宮沢賢治を読む

 子供の頃、少しだけ読んだ記憶のある宮沢賢治の作品を、読み返したくなった。
 きっかけになったのは、ひらいたかこさんと磯田和一さんの『イーハトヴ、イーハトーボ 賢治の居た場所』(河出書房新社 1996)。《旅の絵本》シリーズ(東京創元社)でヨーロッパ各地を描いたように、お二人の絵と文とで、宮沢賢治ゆかりの岩手各地を描いた本だ。宮沢賢治という人とその作品を、ぼんやりとしか知らないでいても、旅の楽しさ、岩手の風土と歴史、町並の美しさなどが伝わってくる。

 この本を読んでいるうちに、ぼくの持っていた「東北に仏教的ユートピアを夢見た労働詩人」という宮沢賢治のイメージは、間違っているのではないか、という気がしてきた。そこで、新潮文庫で出ている宮沢賢治の本を通して読んでみることにした。『新編 風の又三郎』(1989)『新編 銀河鉄道の夜』(同)『注文の多い料理店』(1990)『新編 宮沢賢治詩集』(1991)『ポラーノの広場』(1995)の五冊だ。

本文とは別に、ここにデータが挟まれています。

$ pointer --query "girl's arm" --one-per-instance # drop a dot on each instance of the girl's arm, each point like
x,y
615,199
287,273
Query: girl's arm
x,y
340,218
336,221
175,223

 すべて読み終えて、ぼくの賢治観はやはり間違っていた、ほんの一部分を偏った目で見ているだけだった、とわかった。あらためて出会った彼は、新しいもの好き、音楽好きな洒落者。動物や植物ばかりか、鉱物とも言葉を交わすナチュラリスト。笑いを武器に、偉ぶった連中を凹ますパンク詩人。宮沢賢治って、かっこいいじゃないか!
 こと、彼の詩は、科学や宗教の用語も、動植物や鉱物の名前も、土地の訛りも一体となって、鮮やかなイメージを生み出していく。その言葉は斬新で繊細、そして力強く、心地よい。「告別」なんて、そのままロックの歌詞のようだ。そんな中にあるからこそ、「雨ニモマケズ」は、ステージを降りたあとのスターの独り言のように、胸に響く。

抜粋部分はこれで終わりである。